Additives are therefore needed to spin yarn from biopolymers. Karel Wilsens, researcher in active components at AMIBM: ‘This means that biobased textile ends up with a content of only 70% polymer and 30% of additives to give the fibre its required properties.’
Not for the washing machine
No fully biobased alternative is currently available for any of these additives. Wilsens: ‘There have been some attempts to develop them, but the results were not very successful. The main challenge is to get the performance to the required level for your application. For example, nature provides more than enough pigments, but the question is how we can isolate them in a sustainable way and put them in a fibre. Natural materials were not designed for the washing machine.’
Reason enough for work on new additives to take place at three locations: at Centexbel on fire retardants and plasticizers, at Avans and HZ Universities of Applied Sciences on colouring agents and pigments and at AMIBM on nucleating agents and coatings. Tests are carried out in the laboratory on the additives developed. Different combinations are applied through compounding (mixing melted components), extrusion (spinning the melted substance into fibres), coating, refining and painting. The compounds and textile fibres thus obtained are analysed to determine the most suitable chemical technology for fully (100%) biobased textile products.
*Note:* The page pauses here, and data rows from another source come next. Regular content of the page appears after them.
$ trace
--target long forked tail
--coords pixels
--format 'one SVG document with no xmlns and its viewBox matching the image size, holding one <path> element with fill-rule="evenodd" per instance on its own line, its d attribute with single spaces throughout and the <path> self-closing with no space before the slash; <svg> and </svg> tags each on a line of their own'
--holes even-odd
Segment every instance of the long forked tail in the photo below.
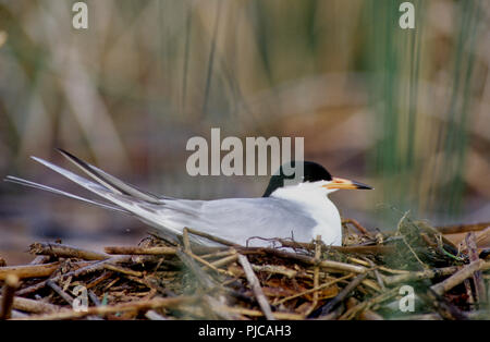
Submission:
<svg viewBox="0 0 490 342">
<path fill-rule="evenodd" d="M 144 205 L 155 205 L 155 204 L 162 204 L 163 199 L 169 199 L 170 197 L 162 197 L 159 198 L 152 194 L 143 192 L 138 188 L 136 188 L 133 185 L 130 185 L 119 179 L 117 179 L 113 175 L 108 174 L 107 172 L 76 158 L 75 156 L 69 154 L 65 150 L 58 149 L 68 160 L 73 162 L 76 167 L 78 167 L 81 170 L 83 170 L 86 174 L 88 174 L 91 179 L 94 179 L 96 182 L 89 181 L 83 176 L 79 176 L 66 169 L 60 168 L 47 160 L 44 160 L 38 157 L 32 157 L 37 162 L 44 164 L 45 167 L 60 173 L 61 175 L 68 178 L 69 180 L 73 181 L 74 183 L 85 187 L 86 190 L 101 196 L 102 198 L 111 201 L 113 205 L 105 204 L 98 200 L 88 199 L 85 197 L 81 197 L 74 194 L 70 194 L 68 192 L 38 184 L 32 181 L 27 181 L 21 178 L 9 175 L 5 178 L 7 182 L 12 182 L 34 188 L 39 188 L 44 191 L 48 191 L 58 195 L 63 195 L 70 198 L 78 199 L 88 204 L 93 204 L 102 208 L 115 210 L 115 211 L 123 211 L 126 213 L 132 213 L 135 216 L 142 216 L 145 217 L 146 209 L 142 208 Z"/>
<path fill-rule="evenodd" d="M 121 212 L 124 212 L 124 213 L 130 213 L 128 211 L 126 211 L 126 210 L 124 210 L 122 208 L 115 207 L 115 206 L 111 206 L 111 205 L 108 205 L 108 204 L 105 204 L 105 203 L 101 203 L 101 201 L 98 201 L 98 200 L 95 200 L 95 199 L 88 199 L 88 198 L 85 198 L 85 197 L 82 197 L 82 196 L 78 196 L 78 195 L 74 195 L 74 194 L 64 192 L 64 191 L 56 188 L 56 187 L 51 187 L 51 186 L 42 185 L 42 184 L 39 184 L 39 183 L 30 182 L 30 181 L 27 181 L 27 180 L 24 180 L 24 179 L 20 179 L 17 176 L 8 175 L 4 179 L 4 181 L 5 182 L 10 182 L 10 183 L 24 185 L 24 186 L 28 186 L 28 187 L 44 190 L 46 192 L 50 192 L 50 193 L 53 193 L 53 194 L 57 194 L 57 195 L 62 195 L 62 196 L 65 196 L 65 197 L 69 197 L 69 198 L 82 200 L 82 201 L 88 203 L 90 205 L 95 205 L 97 207 L 102 207 L 102 208 L 114 210 L 114 211 L 121 211 Z"/>
</svg>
Success depends not only on the additives actually functioning, but also on their production on a sufficiently large scale and on their being produced cheaply. The processes are investigated on pilot scale for this purpose. Various companies will use these to further develop tufted carpet, clothing, bedding and non-woven carpet backing.
During the different development stages, the environmental impact of the biobased additives, fibres and applications is also examined by means of a life cycle analysis (LCA). Yvonne van der Meer, LCA researcher at AMIBM: ‘That is new as well. These days most life cycle analyses of textiles ignore additives, although they can be responsible for almost a third of the greenhouse gas emissions. But to really prove the sustainability benefits of biobased alternatives we need to do a complete assessment, of fossil-based materials as well. Subsequently we hope that we can reduce the emissions using biobased additives. We do come up against barriers, because we cannot choose only the most sustainable options. That is because the technical properties remain the guiding principle. They determine the usability.’
The Pure Nature project started in January 2018 and will run until 31 December 2020. If everything goes successfully, the market should see new additives within two years.